Secession Era Editorials Project

"The Privileges of the Senate"

Charleston, South Carolina, Mercury [Democratic]

(9 June 56)

If the history of "Parliamentary privileges" were faithfully written, it would discover acts of usurpation and tyranny as enormous as have ever been perpetrated by an Eastern despot. The idea, that in a free country-- a country governed by written constitutions and laws-- where the person, property and liberty of the citizen are most solemnly guaranteed -- there should exist a tribunal, at once the accuser, the lawmaker, the judge, and the executioner, is abhorrent to every conception of right and common sense. It stands out, a startling anomaly and a mocking contrast to that spirit which pervades, beautifies and vitalises free institutions.

Our readers are already apprised of the furious proceedings at the North, in consequence of Mr. BROOKS'S assault upon Mr. SUMNER; and how fanaticism and demagogueism have mingled their filthy tide on the subject. We do not propose to trouble ourselves with that part of the subject. But, through all this tirade there has run an idea which furnished a pretext for more than mere abuse. The idea is this: that Mr. BROOKS'S assault upon Mr. SUMNER was a breach of the "privileges of the Senate." Unfortunately, the popular opinion at the North has been strengthened by the verdict of the Senate and the majority report of the House; so that, if what we believe to be the true constitutional view of the question ultimately prevails, it must be against fanatical sentiment, backed by Congressional action.

In order that the whole subject may be clearly understood, we will first state the position assumed by the Senate and the majority report of the House Committee.

The Senate Report assumes:

1."That the assault was a breach of the privilege of the Senate."

2. That "the Senate, for a breach of its privileges, cannot arrest a member of the House of Representatives, and, a fortiori, cannot try and punish him; that such authority devolves upon the House of which he is a member."

The grounds upon which it bases the first conclusion are two-fold -- the report of Mr. McDUFFIE upon "the assault made in 1828, by Mr. RUSSELL DAVIS upon Mr. JOHN ADAMS, the Private Secretary of the President, just after delivering a message to the House of Representatives, and while on his way to the Senate with another message;" and sundry precedents of the House of Representatives, in which an assault upon a member for words spoken in debate," were held to be "a violation of the privileges of the House." Now, as to Mr. McDUFFIE'S report, it appears on its face to have been made upon a case wholly different from acts the present. Mr. ADAMS, the party assaulted, was in the actual discharge of his duties to Congress; both Houses were in session; and, as Mr. McDUFFIE well said, the assault was not only a violation of the privileges of the House, but of the immunity which it is bound, upon every principle, to guarantee to the person selected by the President as the organ of official communications to Congress." We do not conceive, therefore, that Mr. McDUFFIE'S report has any application whatever to the present case, in which the assault was committed when neither House was in session, and by a member of the House acting in his individual capacity. As to the precedents cited, we shall examine, at the proper time, the principles upon which they are based.
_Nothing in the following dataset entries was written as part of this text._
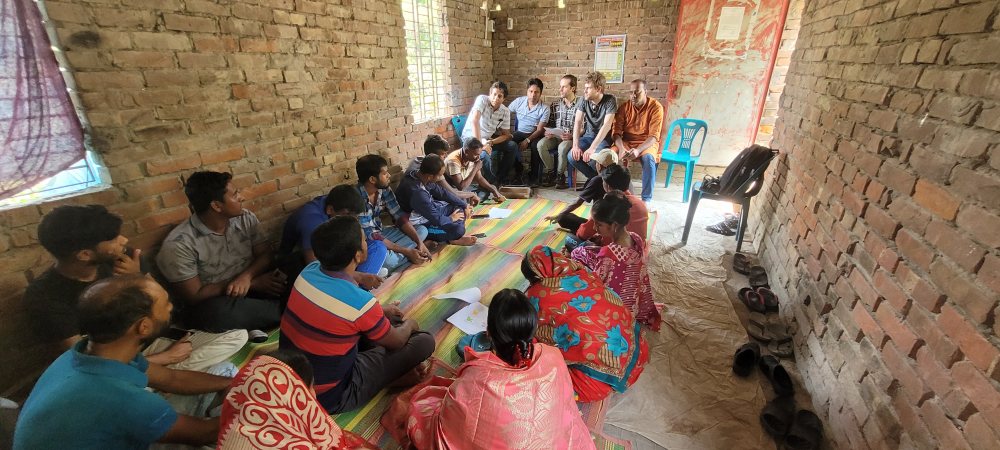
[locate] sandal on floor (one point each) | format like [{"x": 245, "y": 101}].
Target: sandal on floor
[
  {"x": 753, "y": 301},
  {"x": 781, "y": 382},
  {"x": 745, "y": 359},
  {"x": 742, "y": 263},
  {"x": 721, "y": 228},
  {"x": 777, "y": 416},
  {"x": 805, "y": 433},
  {"x": 769, "y": 298},
  {"x": 758, "y": 277}
]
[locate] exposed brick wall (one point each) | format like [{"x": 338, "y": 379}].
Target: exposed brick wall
[
  {"x": 550, "y": 42},
  {"x": 881, "y": 219},
  {"x": 286, "y": 94}
]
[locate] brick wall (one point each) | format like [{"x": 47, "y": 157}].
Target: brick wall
[
  {"x": 550, "y": 42},
  {"x": 285, "y": 94},
  {"x": 881, "y": 219}
]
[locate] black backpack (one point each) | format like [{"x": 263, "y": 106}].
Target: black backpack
[{"x": 744, "y": 166}]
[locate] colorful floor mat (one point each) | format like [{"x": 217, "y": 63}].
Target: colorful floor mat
[{"x": 492, "y": 265}]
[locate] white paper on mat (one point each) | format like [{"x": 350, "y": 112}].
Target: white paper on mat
[
  {"x": 500, "y": 213},
  {"x": 470, "y": 319},
  {"x": 470, "y": 295}
]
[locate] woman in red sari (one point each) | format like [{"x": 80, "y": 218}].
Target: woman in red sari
[
  {"x": 621, "y": 263},
  {"x": 270, "y": 405},
  {"x": 516, "y": 396},
  {"x": 587, "y": 322}
]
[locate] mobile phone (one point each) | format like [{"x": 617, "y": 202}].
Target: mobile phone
[{"x": 175, "y": 334}]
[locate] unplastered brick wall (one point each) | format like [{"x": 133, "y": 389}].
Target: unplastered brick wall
[
  {"x": 285, "y": 94},
  {"x": 881, "y": 218},
  {"x": 550, "y": 42}
]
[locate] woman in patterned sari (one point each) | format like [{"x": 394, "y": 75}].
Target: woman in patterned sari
[
  {"x": 621, "y": 263},
  {"x": 598, "y": 338},
  {"x": 272, "y": 406},
  {"x": 516, "y": 396}
]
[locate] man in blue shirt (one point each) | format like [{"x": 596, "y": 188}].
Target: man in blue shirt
[
  {"x": 531, "y": 117},
  {"x": 340, "y": 201},
  {"x": 94, "y": 396},
  {"x": 440, "y": 211}
]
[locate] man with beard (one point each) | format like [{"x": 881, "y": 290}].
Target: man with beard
[
  {"x": 94, "y": 396},
  {"x": 404, "y": 240},
  {"x": 87, "y": 244}
]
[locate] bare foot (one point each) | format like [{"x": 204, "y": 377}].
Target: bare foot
[{"x": 464, "y": 240}]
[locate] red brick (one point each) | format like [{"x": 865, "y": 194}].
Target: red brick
[{"x": 969, "y": 338}]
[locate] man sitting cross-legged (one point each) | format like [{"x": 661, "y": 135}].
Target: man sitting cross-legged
[
  {"x": 463, "y": 167},
  {"x": 404, "y": 240},
  {"x": 356, "y": 348},
  {"x": 94, "y": 396},
  {"x": 88, "y": 246},
  {"x": 342, "y": 200},
  {"x": 443, "y": 213},
  {"x": 218, "y": 261}
]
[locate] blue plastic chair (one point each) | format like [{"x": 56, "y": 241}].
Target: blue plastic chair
[
  {"x": 689, "y": 130},
  {"x": 459, "y": 123}
]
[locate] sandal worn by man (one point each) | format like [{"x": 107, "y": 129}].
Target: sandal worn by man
[
  {"x": 781, "y": 382},
  {"x": 805, "y": 433},
  {"x": 745, "y": 359},
  {"x": 777, "y": 416}
]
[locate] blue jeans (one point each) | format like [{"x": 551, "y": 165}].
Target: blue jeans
[
  {"x": 394, "y": 260},
  {"x": 648, "y": 176},
  {"x": 588, "y": 170}
]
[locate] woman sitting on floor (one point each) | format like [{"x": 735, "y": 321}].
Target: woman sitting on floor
[
  {"x": 271, "y": 404},
  {"x": 599, "y": 339},
  {"x": 518, "y": 395},
  {"x": 621, "y": 263}
]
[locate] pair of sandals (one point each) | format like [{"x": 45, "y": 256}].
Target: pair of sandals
[
  {"x": 748, "y": 356},
  {"x": 796, "y": 430}
]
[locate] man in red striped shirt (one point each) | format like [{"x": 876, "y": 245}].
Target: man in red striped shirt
[{"x": 356, "y": 347}]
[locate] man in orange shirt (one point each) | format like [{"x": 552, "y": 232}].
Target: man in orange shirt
[{"x": 636, "y": 134}]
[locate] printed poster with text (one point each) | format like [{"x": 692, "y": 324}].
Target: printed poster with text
[{"x": 609, "y": 57}]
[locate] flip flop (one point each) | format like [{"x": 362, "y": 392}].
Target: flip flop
[
  {"x": 753, "y": 301},
  {"x": 769, "y": 298},
  {"x": 758, "y": 277},
  {"x": 777, "y": 416},
  {"x": 781, "y": 382},
  {"x": 742, "y": 263},
  {"x": 745, "y": 358},
  {"x": 805, "y": 433}
]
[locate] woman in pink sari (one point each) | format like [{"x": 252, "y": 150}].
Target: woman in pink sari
[
  {"x": 270, "y": 405},
  {"x": 621, "y": 263},
  {"x": 516, "y": 396}
]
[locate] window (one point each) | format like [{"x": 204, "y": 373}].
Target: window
[
  {"x": 427, "y": 59},
  {"x": 40, "y": 122}
]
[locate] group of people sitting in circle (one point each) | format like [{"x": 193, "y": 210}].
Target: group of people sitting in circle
[{"x": 132, "y": 371}]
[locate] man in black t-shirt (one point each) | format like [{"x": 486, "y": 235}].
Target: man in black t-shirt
[{"x": 87, "y": 244}]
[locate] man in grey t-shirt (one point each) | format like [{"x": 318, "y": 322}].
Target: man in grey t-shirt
[{"x": 595, "y": 115}]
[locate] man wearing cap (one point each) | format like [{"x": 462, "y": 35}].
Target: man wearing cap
[{"x": 593, "y": 190}]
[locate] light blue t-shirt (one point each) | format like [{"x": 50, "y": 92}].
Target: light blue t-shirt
[
  {"x": 88, "y": 402},
  {"x": 528, "y": 119}
]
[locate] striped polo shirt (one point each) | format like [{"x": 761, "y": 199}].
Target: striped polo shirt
[{"x": 327, "y": 314}]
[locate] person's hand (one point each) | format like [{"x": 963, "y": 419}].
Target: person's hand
[
  {"x": 392, "y": 309},
  {"x": 126, "y": 263},
  {"x": 415, "y": 256},
  {"x": 271, "y": 283},
  {"x": 178, "y": 351},
  {"x": 368, "y": 281},
  {"x": 239, "y": 286}
]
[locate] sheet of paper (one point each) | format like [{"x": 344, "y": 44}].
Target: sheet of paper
[
  {"x": 470, "y": 295},
  {"x": 471, "y": 319},
  {"x": 500, "y": 213}
]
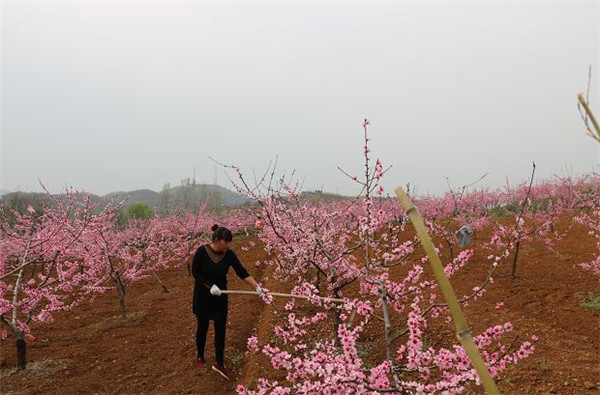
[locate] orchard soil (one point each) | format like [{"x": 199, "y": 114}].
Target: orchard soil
[{"x": 92, "y": 350}]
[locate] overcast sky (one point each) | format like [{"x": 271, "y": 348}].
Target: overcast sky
[{"x": 108, "y": 96}]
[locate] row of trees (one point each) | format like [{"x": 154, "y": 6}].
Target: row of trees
[
  {"x": 58, "y": 253},
  {"x": 362, "y": 247},
  {"x": 66, "y": 249}
]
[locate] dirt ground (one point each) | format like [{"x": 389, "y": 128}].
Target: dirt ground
[{"x": 91, "y": 350}]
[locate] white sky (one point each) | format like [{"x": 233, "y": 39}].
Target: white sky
[{"x": 109, "y": 96}]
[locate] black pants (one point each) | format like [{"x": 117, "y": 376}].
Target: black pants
[{"x": 219, "y": 317}]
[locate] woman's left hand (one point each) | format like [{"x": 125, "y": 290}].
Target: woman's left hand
[{"x": 261, "y": 291}]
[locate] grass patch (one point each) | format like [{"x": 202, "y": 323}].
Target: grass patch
[{"x": 590, "y": 302}]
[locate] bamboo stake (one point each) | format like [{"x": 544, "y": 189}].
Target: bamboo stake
[
  {"x": 462, "y": 329},
  {"x": 591, "y": 117}
]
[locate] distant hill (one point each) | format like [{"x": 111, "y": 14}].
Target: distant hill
[
  {"x": 318, "y": 196},
  {"x": 199, "y": 192},
  {"x": 146, "y": 196}
]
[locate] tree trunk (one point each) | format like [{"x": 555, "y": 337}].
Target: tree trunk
[
  {"x": 514, "y": 267},
  {"x": 21, "y": 352},
  {"x": 122, "y": 301}
]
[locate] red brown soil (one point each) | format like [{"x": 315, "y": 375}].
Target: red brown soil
[{"x": 91, "y": 350}]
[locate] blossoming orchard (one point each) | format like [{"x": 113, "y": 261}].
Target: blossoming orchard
[{"x": 354, "y": 303}]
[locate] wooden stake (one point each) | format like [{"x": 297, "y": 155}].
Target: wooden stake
[{"x": 462, "y": 329}]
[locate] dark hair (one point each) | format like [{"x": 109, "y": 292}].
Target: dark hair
[{"x": 221, "y": 233}]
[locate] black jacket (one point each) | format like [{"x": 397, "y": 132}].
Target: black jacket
[{"x": 208, "y": 268}]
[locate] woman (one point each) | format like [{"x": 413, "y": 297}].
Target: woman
[{"x": 210, "y": 266}]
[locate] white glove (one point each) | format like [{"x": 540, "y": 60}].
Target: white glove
[{"x": 261, "y": 292}]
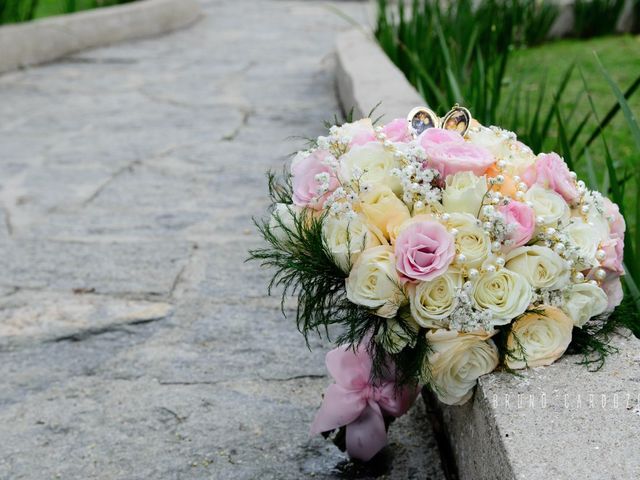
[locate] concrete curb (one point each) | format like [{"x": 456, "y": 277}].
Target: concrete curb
[
  {"x": 501, "y": 434},
  {"x": 366, "y": 76},
  {"x": 45, "y": 40}
]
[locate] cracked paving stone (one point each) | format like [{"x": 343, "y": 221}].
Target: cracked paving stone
[{"x": 128, "y": 180}]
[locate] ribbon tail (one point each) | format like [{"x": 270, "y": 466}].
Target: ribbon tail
[
  {"x": 339, "y": 407},
  {"x": 366, "y": 435}
]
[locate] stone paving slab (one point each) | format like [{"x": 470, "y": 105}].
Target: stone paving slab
[{"x": 135, "y": 342}]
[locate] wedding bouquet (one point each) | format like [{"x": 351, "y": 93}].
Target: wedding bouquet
[{"x": 436, "y": 250}]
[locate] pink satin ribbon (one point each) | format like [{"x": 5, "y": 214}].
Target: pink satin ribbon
[{"x": 355, "y": 402}]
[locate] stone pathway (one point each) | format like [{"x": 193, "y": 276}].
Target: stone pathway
[{"x": 135, "y": 343}]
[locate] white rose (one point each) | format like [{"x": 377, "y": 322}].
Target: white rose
[
  {"x": 431, "y": 302},
  {"x": 584, "y": 301},
  {"x": 586, "y": 238},
  {"x": 504, "y": 146},
  {"x": 548, "y": 205},
  {"x": 455, "y": 363},
  {"x": 538, "y": 338},
  {"x": 363, "y": 127},
  {"x": 373, "y": 281},
  {"x": 375, "y": 164},
  {"x": 384, "y": 210},
  {"x": 283, "y": 219},
  {"x": 541, "y": 266},
  {"x": 346, "y": 238},
  {"x": 464, "y": 192},
  {"x": 471, "y": 241},
  {"x": 504, "y": 293}
]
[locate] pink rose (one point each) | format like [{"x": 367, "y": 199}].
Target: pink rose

These two points comprise, in fact, all that the Senate report says in support of the principle that "an assault upon a member for words spoken in debate, is a violation of the privileges of the Senate."

We next come to the majority report of the House Committee, and here, instead of a discussion of the principle -- a vindication of the extreme course it proposes in reference to Mr. BROOKS, by arguments drawn from the Constitution or parliamentary practice, -- we find it frankly admitted by the committee that "they do not undertake to argue the question as to what constitutes a breach of privilege;" but regarding "the passage of the resolution raising the committee as a declaration on the part of the House of its power to call its members to account for such as violate the privileges of the Senate," they, without any argument whatever, adopt the conclusions of the Senate, and report accordingly.

Here, then, upon a question deeply affecting the rights of every citizen -- a question involving the exercise of absolute and arbitrary powers, and in the midst of the wildest excitement and exasperation -- we have taken action in Congress -- action calculated to awaken the intense interest of argument of the whole country -- and yet no word of argument offered, but a few precedents only, by which it is to be justified. In matter of such great moment, the country has a right to be fully informed. Precedents, we know, can be cited to sustain any cause, and to sanction usurpation, however gross. Precedent is the mask which tyranny wears when it strikes its deadliest blows. It legalised the exactions of shipmoney, until JOHN HAMPDEN arose and bid it defiance. We are disposed to look behind it, and, in the noble language of the Earl of CHATHAM, to ask, "What is this mysterious power, undefined by law, unknown to the citizen, which we must not approach with awe, nor speak of it without reverence -- which no man may question, and to which all men must submit?"